Letztens drifte ich durch Alias, die Kölner Comichöhle auf der Schillingstraße, der Coronafrust setzte mir zu, vielleicht war ich auch CO-2-benebelt durch meinen Mundschutz, jedenfalls ziehe ich ein Aaron-Werk mit dem reißerischen Titel VADER DOWN aus dem Regal.
Es ist erwartbar bunt und knallig, zeigt auf den ersten Seiten einen Luftkampf zwischen Darth Vader im Tie-Fighter und Luke Skywalker in seinem X-Wing. Sie krachen ineinander und beide stürzen auf den Planeten Vrogas Vas. Also VADER DOWN und natürlich auch SKYWALKER DOWN, aber ersteres klingt verkaufsfördernder.

Ho!“, denke ich, „das ist mal schmissig“. Dann tauchen auf der Suche nach den beiden Bruchpiloten noch Prinzessin Leia, Han Solo und Chewbacca auf. Ganz zu schweigen von C-3PO und R2-D2.

Was mich vom Fleck weg begeistert, ist die Tatsache, dass die Handlung in VADER DOWN unmittelbar nach „Krieg der Sterne“ anschließt. Der endete ja auch schon in einem VADER DOWN bzw. einem VADER BLOWN INTO SPACE.
In diesem Comic hat sich Vader einen neuen Tie-Fighter aus der Garage geholt und braust los, dem frechen Skywalker die Rechnung für den zerstörten Todesstern zu präsentieren. Die Rebellen formieren sich noch, Luke ist noch kein Jedi und Han Solo hilft den Rebellen aus.

Jason Aaron kreiert beste, nostalgische Unterhaltung, indem er sich auf die bekannten und beliebten Figuren des Originalfilms verlässt. Sie alle bekommen die Parts auf den Leib geschrieben, die wir kennen und lieben.

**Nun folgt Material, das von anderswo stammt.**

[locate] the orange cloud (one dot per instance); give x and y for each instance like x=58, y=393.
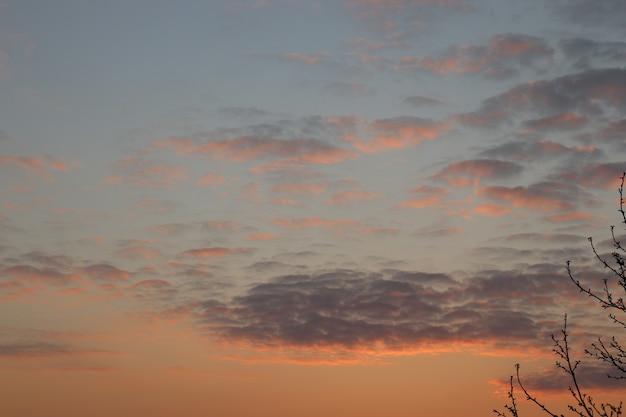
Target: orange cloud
x=263, y=236
x=106, y=273
x=492, y=210
x=466, y=173
x=222, y=225
x=316, y=188
x=203, y=253
x=141, y=172
x=560, y=121
x=544, y=197
x=213, y=180
x=138, y=252
x=320, y=157
x=569, y=217
x=307, y=59
x=309, y=222
x=38, y=166
x=597, y=175
x=498, y=59
x=337, y=226
x=347, y=196
x=399, y=133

Luke ist der hehre Ritter mit mehr Mut als Verstand, Leia die besonnene Kriegerin, Han der Retter in der Not, Chewie der verlässliche Sidekick, C-3PO die komische Plaudertasche, R2-D2 der intelligente Droide.
Und Darth Vader ist die dunkle Bedrohung, der rachsüchtige Motor des Geschehens. Ohne Vader ist „Star Wars“ nichts! Der Lord der Sith ist der aktive Handlungstreiber, der Intrigant, der Zerstörer, der Antichrist, die unzerstörbare Kampfmaschine – ja, wunderbar!
So will ich ihn.

Ich erkenne mittlerweile, dass Darth Vader mein Lieblingsschurke der Popkultur ist. (Ja, gut, und der Joker natürlich, aber der Joker bin ich selber, deshalb zu einfach.)

Ein Blick in den Spiegel

 

Was macht Jason Aaron nun mit dem simplen Plot?
Vader stakst mutterseelenallein durch die Wüstenei von Vrogas Vas. Luke tapert vaterseelenallein (Späßle!) durch die Wüstenei von Vrogas Vas – beide auf der Suche nacheinander.
Die Rebellen schicken eine bewaffnete Kompanie los, die den dunklen Lord vernichten soll, doch Vader (die Ein-Mann-Armee) löscht die Rebellen aus.
Leia und Han ziehen mit einem eigenen Kommando los, um erst mal Luke zu finden und sich dann gemeinsam Vader vorzuknöpfen.

Das alles wäre langweilig, hätte man nicht für die Comics neue Charaktere erfunden, die aufs Spielbrett gesetzt werden: die schurkische Archäologin Doctor Aphra und ihre Droiden Beetee und Triple-Zero.

Dieses Trio ist eine Art „Spiegeluniversums-Ensemble“ zu Han Solo, R2-D2 und C-3PO. Aphra nämlich steht in Vaders Diensten und spürt Luke auf, mit tatkräftiger Unterstützung des sadistischen Folterknechts Triple-Zero und des waffenstarrenden Blecheimers Beetee.
Diese Drei machen einfach Spaß, weil sie herrlich überzeichnet sind und nichts weiter als das auch sein sollen.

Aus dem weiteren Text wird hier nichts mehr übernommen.